MAML v0.1
Minimal Abstract Markup Language
By Medvedev Anton.
Objectives
- MAML aims to be a minimal configuration format.
- MAML should be easily readable by humans.
- MAML should be easily parsed by machines.
Spec
- MAML is case-sensitive.
- A MAML file must be a valid UTF-8 encoded Unicode document.
- Whitespace means a space (0x20) or a tab (0x09).
- Newline means LF (0x0A) or CRLF (0x0D 0x0A).
Whitespaces and newlines are allowed to separate values and structural characters.
Comment
A hash symbol marks the rest of the line as a comment, except when inside a string.
# Comment before the object
{
foo: "value" # Inline comment
bar: "# This is not a comment"
}
Control characters other than tab (U+0000 to U+0008, U+000A to U+001F, U+007F) are not permitted in comments.
Values
A MAML value is an object, array, string, multiline string, integer, float, boolean, or null.
Array
An array structure is represented as [
]
square brackets surrounding zero or more values.

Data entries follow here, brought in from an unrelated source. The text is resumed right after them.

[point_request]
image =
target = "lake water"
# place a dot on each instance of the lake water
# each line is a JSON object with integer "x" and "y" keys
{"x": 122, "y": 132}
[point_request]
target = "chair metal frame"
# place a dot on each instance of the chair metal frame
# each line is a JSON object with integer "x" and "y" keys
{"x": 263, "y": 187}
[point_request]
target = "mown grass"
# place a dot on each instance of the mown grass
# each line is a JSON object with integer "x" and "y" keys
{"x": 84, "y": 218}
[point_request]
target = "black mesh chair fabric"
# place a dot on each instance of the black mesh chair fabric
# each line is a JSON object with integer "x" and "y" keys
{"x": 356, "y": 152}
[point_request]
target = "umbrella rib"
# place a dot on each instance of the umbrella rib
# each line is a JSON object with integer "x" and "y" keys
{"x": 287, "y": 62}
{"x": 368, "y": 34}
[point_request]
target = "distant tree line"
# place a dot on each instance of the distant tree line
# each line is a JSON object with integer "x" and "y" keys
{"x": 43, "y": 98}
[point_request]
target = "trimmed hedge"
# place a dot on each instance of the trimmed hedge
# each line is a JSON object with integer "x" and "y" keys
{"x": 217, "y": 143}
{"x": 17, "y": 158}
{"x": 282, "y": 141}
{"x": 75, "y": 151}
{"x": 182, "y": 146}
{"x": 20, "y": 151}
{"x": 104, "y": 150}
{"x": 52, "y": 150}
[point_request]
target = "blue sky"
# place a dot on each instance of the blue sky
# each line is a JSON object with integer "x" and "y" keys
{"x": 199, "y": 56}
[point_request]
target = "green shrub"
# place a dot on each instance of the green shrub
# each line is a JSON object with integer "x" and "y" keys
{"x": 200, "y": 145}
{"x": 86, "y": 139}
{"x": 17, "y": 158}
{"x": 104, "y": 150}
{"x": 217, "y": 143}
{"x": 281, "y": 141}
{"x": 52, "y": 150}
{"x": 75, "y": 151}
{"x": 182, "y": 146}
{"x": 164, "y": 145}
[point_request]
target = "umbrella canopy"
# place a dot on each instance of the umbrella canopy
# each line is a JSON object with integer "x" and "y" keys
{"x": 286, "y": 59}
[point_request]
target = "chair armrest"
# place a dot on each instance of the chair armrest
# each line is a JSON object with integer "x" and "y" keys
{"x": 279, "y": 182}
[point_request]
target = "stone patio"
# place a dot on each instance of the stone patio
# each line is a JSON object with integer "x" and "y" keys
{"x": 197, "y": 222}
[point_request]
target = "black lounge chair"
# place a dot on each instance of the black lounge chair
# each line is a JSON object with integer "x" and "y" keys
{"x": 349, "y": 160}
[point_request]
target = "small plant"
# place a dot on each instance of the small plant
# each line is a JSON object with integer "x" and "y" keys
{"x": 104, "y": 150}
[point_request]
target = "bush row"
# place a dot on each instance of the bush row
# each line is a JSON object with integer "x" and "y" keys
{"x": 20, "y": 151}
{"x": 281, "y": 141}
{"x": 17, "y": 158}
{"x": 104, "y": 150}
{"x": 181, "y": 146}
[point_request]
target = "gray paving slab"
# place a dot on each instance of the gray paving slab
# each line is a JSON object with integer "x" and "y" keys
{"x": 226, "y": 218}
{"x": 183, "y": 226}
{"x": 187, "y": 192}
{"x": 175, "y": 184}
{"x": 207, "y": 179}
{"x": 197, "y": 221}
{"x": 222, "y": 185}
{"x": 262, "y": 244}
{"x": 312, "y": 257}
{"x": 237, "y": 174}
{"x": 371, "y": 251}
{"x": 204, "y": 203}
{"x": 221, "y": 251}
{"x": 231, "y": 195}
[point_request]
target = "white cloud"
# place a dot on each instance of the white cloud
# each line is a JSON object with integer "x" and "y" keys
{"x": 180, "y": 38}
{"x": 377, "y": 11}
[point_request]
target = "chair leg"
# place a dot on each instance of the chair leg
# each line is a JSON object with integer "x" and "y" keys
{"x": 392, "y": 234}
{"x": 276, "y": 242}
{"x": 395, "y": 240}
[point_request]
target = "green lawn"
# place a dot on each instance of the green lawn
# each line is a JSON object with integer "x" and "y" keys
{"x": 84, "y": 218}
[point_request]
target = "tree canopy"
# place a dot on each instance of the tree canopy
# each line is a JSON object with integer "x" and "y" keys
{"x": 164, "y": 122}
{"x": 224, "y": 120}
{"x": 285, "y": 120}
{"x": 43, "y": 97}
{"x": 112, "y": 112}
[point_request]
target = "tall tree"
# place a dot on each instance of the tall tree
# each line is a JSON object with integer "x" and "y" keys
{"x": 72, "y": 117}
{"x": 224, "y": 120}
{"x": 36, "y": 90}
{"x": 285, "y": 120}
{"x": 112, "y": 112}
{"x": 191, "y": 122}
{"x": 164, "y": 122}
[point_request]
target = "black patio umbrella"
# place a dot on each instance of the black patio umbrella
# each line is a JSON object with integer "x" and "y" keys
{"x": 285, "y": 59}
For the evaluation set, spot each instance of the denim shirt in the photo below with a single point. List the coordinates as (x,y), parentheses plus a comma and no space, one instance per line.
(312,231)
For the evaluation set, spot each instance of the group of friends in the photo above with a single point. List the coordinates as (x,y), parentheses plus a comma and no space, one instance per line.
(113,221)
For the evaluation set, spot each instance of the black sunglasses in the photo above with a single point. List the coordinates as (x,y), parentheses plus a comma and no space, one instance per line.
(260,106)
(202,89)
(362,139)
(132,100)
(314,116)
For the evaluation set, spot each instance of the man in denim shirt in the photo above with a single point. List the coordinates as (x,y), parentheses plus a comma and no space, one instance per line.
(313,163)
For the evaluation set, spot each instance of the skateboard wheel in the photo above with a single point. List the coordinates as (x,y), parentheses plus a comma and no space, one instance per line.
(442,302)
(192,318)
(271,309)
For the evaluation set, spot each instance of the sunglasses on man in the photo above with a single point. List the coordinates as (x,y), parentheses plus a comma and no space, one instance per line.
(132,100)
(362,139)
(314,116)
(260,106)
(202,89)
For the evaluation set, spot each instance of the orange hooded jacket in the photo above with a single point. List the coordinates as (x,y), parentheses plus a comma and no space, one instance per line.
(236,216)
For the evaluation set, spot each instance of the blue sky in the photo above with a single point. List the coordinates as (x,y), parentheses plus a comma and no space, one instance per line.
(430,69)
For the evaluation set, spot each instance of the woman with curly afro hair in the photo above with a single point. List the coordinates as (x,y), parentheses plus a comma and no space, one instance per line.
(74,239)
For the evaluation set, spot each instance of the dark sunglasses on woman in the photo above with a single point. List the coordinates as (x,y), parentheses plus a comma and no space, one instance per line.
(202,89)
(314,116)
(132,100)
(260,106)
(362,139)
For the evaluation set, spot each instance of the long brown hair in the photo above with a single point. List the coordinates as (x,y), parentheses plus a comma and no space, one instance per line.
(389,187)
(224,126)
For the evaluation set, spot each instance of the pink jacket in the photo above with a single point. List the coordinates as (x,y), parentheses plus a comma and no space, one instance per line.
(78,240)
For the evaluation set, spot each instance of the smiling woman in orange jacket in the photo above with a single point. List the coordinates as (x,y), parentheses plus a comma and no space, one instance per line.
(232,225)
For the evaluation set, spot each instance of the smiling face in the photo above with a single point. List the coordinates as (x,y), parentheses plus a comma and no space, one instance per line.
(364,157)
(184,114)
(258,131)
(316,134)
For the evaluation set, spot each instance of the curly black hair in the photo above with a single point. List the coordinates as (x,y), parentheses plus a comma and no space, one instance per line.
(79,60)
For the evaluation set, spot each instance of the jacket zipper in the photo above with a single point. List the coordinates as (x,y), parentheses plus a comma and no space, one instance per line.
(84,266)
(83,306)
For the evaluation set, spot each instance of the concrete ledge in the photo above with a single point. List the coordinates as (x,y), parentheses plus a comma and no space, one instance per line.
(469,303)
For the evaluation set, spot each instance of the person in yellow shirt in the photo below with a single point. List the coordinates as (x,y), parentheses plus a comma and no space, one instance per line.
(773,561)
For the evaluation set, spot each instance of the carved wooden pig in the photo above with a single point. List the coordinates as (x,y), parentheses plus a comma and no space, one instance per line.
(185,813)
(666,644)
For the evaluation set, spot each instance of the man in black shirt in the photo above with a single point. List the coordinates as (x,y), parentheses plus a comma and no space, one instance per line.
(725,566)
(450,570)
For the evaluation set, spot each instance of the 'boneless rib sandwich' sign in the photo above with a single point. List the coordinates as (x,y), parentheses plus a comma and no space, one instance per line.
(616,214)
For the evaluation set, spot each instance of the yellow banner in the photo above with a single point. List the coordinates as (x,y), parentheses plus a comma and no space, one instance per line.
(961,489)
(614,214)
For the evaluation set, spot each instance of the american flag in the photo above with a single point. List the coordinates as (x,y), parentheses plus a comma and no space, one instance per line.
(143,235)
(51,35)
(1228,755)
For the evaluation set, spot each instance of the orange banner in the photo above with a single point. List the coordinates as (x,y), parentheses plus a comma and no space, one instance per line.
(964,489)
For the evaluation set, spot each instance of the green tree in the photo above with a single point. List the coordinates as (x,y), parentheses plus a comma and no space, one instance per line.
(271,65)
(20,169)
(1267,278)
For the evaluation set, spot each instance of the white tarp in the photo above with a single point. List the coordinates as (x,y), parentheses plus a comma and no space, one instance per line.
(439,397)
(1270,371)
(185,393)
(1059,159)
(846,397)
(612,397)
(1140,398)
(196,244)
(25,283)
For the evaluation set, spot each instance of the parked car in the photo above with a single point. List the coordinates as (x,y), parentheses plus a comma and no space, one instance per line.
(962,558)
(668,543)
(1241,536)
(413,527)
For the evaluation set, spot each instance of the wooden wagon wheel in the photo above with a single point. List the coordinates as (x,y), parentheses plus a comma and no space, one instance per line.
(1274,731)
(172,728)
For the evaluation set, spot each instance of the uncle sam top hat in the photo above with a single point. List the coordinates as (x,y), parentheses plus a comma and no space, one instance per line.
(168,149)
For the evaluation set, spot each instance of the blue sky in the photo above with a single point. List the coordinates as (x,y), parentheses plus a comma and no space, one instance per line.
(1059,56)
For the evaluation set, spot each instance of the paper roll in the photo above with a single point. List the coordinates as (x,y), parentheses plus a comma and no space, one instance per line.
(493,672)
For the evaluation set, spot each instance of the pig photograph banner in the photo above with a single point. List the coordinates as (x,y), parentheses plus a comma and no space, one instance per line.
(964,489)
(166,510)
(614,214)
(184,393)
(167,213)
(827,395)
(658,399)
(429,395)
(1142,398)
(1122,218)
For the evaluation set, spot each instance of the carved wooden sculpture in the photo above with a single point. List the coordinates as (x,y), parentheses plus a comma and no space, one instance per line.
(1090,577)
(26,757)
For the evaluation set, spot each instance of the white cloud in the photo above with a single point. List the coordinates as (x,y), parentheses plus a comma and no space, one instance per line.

Values are separated by ,
comma or newlines. There is no requirement that the values in an array be of the same type.
[
"red"
"yellow"
"green"
]
Commas are optional. Trailing comma is allowed.
[ "red", "yellow", "green", ]
Objects
An object is an ordered set of key/value pairs. An object begins with {
left brace and ends with }
right brace. Each key is followed by :
colon and the key/value pairs are separated by ,
comma or newlines.
{
key: "value"
"quotted key": "value"
}
Commas are optional. Trailing comma is allowed.
{
foo: "value",
bar: "value",
}
Duplicate keys are not allowed within an object.
Keys
A key may be either an identifier or a quoted string.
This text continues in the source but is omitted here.